Glucose uptake and glycolysis are critical processes for energy production in endothelial cells. Glucose uptake was mediated by GLUT1 and GLUT3 in HUVECs (Table 1) [18]. GLUT3 is predominantly expressed in neurons and may play a role in angiogenesis in glioblastoma [22]. GLUT1 is the most important glucose transporter for a variety of cells [3, 4, 23]. In HUVECs, the GLUT1 inhibitor BAY876 significantly reduced glucose uptake and suppressed the outgrowth of endothelial cells from explants (Fig. 1), suggesting the importance of GLUT1 for angiogenic events in endothelial cells. Under hypoxia, GLUT1 expression was increased to facilitate glucose uptake. In addition to the levels of GLUTs, their cell surface localization is another determinant of glucose uptake [2]. In a series of experiments, the increase of cellular GLUT1 expression induced by HIF-1 was not concomitant with an increase of GLUT1 in the plasma membrane (Figs. 2b, 3, and 5d), suggesting that another signal was required to trigger GLUT1 translocation. However, GLUT1 trafficking in endothelial cells has not been characterized in detail.

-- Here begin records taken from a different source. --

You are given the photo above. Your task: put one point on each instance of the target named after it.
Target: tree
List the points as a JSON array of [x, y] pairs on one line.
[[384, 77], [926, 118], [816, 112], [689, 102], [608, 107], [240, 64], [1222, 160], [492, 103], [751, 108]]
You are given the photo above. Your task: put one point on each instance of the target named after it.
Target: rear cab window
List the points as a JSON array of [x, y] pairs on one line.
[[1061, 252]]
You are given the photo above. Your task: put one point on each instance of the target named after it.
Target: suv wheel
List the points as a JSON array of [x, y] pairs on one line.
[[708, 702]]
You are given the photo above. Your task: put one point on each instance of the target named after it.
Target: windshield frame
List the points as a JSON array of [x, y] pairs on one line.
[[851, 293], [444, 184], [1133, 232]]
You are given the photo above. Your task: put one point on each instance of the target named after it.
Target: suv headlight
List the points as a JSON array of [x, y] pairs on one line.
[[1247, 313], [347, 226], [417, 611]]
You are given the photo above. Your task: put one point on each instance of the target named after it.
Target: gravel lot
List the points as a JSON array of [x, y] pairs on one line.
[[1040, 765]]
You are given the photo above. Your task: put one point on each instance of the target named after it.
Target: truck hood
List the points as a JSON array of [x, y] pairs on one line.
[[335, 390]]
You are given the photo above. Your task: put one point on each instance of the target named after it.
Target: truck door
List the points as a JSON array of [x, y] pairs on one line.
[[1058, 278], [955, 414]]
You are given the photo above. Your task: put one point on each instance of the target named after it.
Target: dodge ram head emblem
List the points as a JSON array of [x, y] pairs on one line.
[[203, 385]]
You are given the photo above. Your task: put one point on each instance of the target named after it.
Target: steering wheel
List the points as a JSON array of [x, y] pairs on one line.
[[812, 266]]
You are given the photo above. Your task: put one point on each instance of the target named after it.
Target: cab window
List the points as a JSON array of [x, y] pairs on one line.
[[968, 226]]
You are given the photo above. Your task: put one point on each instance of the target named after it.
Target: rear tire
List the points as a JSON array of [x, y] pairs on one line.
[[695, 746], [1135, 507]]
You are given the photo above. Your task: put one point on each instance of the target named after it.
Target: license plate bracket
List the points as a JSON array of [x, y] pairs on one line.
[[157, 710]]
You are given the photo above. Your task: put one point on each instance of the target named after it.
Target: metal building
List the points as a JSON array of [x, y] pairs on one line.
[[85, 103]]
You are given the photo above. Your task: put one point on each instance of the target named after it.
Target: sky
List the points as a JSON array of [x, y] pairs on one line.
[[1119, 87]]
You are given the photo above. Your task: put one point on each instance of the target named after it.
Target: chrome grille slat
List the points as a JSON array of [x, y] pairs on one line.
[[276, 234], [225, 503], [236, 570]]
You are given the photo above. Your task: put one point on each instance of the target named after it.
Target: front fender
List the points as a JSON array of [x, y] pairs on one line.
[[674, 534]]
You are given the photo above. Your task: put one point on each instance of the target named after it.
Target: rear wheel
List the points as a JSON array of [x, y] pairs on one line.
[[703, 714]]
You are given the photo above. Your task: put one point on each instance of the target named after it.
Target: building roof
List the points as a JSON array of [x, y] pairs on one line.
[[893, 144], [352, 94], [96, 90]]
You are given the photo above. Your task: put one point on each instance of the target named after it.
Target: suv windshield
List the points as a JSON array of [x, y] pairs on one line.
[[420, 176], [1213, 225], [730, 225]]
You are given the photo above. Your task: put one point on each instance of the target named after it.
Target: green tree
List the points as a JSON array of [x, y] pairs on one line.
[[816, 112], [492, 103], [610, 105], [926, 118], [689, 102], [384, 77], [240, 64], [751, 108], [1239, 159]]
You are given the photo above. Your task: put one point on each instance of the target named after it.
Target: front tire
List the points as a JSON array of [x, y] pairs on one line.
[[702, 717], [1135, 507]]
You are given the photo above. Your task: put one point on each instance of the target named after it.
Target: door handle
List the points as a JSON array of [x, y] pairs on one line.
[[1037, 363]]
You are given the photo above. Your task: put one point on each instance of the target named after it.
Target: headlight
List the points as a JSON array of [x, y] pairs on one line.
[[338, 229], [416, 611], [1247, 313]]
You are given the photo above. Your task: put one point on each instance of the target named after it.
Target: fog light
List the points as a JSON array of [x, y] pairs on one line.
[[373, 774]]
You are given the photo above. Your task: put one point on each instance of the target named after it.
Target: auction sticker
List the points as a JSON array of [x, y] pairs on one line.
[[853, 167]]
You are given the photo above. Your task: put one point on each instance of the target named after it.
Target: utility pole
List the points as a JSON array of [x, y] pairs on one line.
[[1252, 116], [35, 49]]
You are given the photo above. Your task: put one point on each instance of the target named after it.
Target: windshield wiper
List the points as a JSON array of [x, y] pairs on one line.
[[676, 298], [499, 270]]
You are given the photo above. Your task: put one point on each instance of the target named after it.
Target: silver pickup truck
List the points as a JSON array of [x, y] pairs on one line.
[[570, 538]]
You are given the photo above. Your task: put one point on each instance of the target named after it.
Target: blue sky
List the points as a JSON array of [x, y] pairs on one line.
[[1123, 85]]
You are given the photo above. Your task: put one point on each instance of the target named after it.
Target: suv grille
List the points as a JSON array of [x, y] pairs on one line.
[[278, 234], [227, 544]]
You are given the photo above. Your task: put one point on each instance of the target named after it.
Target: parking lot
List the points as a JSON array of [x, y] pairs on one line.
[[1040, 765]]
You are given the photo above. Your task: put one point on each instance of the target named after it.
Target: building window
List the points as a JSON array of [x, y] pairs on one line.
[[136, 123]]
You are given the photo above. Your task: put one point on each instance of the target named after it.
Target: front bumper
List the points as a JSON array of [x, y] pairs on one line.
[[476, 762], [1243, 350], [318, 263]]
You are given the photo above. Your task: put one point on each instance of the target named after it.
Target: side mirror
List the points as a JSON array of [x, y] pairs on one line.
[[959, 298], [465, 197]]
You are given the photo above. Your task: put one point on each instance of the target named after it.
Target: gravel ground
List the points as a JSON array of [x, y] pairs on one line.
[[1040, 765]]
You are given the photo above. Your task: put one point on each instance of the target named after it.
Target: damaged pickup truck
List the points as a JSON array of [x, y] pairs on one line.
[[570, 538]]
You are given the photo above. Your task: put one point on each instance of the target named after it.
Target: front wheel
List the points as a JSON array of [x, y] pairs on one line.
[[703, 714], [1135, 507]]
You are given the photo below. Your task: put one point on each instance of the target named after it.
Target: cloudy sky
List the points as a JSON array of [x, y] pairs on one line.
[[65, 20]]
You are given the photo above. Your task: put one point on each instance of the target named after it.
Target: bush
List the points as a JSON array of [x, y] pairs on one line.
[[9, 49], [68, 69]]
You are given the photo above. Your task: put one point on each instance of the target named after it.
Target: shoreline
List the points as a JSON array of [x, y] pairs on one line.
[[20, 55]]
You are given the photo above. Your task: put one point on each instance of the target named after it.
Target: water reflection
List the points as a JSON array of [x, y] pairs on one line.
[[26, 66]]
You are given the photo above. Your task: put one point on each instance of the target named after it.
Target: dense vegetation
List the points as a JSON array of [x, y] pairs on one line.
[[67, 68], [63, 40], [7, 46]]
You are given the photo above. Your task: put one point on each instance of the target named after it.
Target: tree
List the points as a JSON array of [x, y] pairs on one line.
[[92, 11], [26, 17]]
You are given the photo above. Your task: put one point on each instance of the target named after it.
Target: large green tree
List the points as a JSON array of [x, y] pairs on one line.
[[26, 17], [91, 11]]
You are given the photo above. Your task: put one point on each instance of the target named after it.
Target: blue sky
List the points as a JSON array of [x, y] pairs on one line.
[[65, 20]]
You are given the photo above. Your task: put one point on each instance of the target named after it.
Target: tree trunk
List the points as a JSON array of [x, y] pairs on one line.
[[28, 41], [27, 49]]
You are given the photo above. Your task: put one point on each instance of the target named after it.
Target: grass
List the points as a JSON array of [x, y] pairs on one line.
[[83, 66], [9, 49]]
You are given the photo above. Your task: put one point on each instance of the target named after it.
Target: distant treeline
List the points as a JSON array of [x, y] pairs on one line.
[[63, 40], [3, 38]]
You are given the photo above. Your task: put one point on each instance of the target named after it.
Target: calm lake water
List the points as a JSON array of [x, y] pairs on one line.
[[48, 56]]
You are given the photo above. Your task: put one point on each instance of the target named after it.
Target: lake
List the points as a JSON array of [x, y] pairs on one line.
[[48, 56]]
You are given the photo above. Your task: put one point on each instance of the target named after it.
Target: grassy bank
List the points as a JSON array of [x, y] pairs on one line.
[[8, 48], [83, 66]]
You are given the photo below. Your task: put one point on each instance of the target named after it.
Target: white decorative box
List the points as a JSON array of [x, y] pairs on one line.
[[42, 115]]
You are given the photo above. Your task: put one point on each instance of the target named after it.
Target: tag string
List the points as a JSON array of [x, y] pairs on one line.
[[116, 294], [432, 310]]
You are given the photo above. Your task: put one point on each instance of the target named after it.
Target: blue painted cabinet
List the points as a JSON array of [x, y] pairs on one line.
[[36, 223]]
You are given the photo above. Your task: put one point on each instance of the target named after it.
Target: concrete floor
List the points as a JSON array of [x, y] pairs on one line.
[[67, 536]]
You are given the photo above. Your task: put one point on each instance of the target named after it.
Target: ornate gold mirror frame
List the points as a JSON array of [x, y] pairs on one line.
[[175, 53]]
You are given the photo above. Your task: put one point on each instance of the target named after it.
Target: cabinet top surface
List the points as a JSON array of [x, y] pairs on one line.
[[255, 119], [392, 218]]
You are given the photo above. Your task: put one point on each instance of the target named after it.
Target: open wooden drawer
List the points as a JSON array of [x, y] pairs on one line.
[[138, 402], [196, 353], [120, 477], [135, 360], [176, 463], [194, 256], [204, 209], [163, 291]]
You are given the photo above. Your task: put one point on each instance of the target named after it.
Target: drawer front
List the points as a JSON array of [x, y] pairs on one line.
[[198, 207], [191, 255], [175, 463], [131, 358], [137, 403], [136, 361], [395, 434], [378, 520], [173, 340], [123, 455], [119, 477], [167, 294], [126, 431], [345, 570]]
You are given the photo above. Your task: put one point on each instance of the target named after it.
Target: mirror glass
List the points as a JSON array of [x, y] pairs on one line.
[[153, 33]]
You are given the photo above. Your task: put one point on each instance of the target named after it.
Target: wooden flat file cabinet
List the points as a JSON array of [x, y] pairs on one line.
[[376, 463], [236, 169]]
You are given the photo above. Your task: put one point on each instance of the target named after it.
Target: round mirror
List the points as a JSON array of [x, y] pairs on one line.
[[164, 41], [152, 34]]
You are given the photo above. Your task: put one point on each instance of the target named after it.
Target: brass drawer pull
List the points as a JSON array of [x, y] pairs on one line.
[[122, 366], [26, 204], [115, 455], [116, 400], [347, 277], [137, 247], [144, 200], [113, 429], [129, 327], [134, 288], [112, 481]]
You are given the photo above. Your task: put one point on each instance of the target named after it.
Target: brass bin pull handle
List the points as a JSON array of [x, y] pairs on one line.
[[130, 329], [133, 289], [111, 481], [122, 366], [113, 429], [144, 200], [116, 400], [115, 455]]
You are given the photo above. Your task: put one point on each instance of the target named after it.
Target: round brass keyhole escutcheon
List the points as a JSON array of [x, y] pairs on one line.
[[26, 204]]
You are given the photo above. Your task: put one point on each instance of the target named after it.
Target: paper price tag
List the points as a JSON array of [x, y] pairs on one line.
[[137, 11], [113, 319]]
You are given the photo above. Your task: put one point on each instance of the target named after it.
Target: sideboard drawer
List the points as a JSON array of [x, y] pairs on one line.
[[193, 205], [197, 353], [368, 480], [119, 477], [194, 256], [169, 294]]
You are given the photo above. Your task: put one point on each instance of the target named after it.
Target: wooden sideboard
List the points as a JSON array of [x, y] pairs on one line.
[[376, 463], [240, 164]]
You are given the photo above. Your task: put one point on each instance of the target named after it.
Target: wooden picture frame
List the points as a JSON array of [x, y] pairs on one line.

Hypoxia significantly increased the cell surface localization of GLUT1 in HUVECs. The translocation of GLUT4 has been characterized in detail, in which its translocation is induced by the activation of insulin receptors and the subsequent activation of the phosphatidylinositol 3-kinase (PI3K) and AKT pathway [2]. Several factors are reported to induce the translocation of GLUT1 to the plasma membrane, including interleukin 3 (IL-3) [24], nitric oxide [25], low-density lipoprotein (LDL) [26], insulin [27], dehydroepiandrosterone (DEHA) [28], ischemia [27], and the combination of hypoxia and high glucose concentration [29]. PI3K inhibition [28] and AKT knockdown [30] block the translocation of GLUT1 induced by insulin [28, 30] and DEHA [28], as observed for GLUT4. Similarly, PI3K inhibition also attenuates the translocation of GLUT1 induced by IL-3 [24], LDL, and the combination of hypoxia with high glucose concentration [29]. However, PI3K inhibition fails to block the translocation of GLUT1 induced by ischemia, suggesting the existence of another pathway regulating GLUT1 trafficking [27]. In this study, hypoxia clearly induced GLUT1 translocation in HUVECs, which was associated with a decrease of ATP concentration. A decrease of intracellular ATP was also related to the translocation of GLUT1 to the plasma membrane in a malaria-infected hepatocyte cell line [31], suggesting the existence of a mechanism triggered by an ATP-sensing molecule leading to GLUT1 translocation.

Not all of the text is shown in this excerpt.